Lamb joints from the whole lamb carcass. Image from a promotion DVD.
The purpose of the tour was for us to understand commercial meat processing and to understand about the primal locations of all cuts contained on a whole lamb or beef carcass. We also got introduced to the animal husbandry process in the lairage and for those who chose to witness the humane slaughtering, to experience that too plus the stripping down of the dead animal and it's organs to the point of a hygienically checked and certified carcass to go onward to the maturation process of hanging.
Back in the training room we reflected on this experience and learnt about other aspects of how the primals can be used on a Tesco counter and the important traceability nature of the beef.
We all met up at 7.30pm for a group meal at Table Table (Champion!) and chatted late into the evening about our day so far.
The next day we all had breakfast together and arrived at St Merryn's again to de-brief and get togged up again to go down to a preparation room to learn how to French string beef and to be creative with the leg of lamb and shoulder of lamb joints. I learnt something new here and the other guys and ladies certainly had an inspiring time boning out the lamb joints and creating 'melons' and 'cushions' of lamb.

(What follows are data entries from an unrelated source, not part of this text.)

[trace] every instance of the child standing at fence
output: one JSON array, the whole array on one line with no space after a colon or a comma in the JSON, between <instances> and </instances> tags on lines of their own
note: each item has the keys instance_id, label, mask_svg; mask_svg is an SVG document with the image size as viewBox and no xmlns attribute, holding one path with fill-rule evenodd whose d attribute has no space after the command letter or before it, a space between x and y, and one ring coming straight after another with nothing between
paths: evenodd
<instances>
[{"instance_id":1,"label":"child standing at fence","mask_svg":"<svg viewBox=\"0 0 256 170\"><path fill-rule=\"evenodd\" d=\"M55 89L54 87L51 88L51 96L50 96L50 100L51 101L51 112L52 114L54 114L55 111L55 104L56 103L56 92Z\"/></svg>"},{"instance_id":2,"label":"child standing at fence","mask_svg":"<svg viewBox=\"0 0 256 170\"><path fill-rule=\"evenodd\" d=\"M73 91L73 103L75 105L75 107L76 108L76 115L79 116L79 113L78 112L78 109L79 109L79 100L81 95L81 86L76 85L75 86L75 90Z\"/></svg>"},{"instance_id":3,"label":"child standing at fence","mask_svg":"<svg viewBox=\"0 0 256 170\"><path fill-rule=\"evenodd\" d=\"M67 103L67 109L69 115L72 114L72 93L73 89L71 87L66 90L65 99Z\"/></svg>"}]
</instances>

The pictures below have been supplied by my new friend Micky from a Tesco Extra store in Sheffield. Thanks Micky mate.
Joints and lamb leg steaks created from a leg of lamb
Shoulder of lamb boned and rolled into a 'melon' of lamb
Micky very pleased with his French stringing
Hands on Lamb primal butchery
There were nine of us to practise all of these skills so we worked for a while, took a break and then returned to the tasks. All involved got a kick out of learning these new skills to transfer to our counters back in the Tesco branches we are employed in.
Over the course we also got classroom advice on good and bad aspects of meat display along the lines of those that promoted the delivery of quality and freshness at all times of the trading day. Additionally we discussed tips to visually improve the appearance of the meat products on display and also, with creativity and knowledge picked up from the course, be able to offer the customer more choices when selecting their preferred cuts.
We also got tips on how to cook steaks to get the best eating quality using a pre heated pan, adding oil to the steak not the pan and a 'press to test' method of telling how well done the steak is.
One of the best parts of the course was understanding about the maturation of Tesco beef and the amount of time it is actually hung on the bone and the amount of time it continues to mature after the carcass is broken up. We learnt similar information about the maturation of the lamb too.
At around 3pm the course finished and everyone was on a high. Of course there was the six hour journey back home. The time flew by and I was home again by 8.50pm.
Thanks to Tesco and Foundations and St Merryn's (Wales) for a terrific course. I now have twenty-six weeks to complete my Gold course with practical exercises and book work.
Micky, the team leader from a Tesco Extra store in Sheffield is already practising his skills on his meat counter!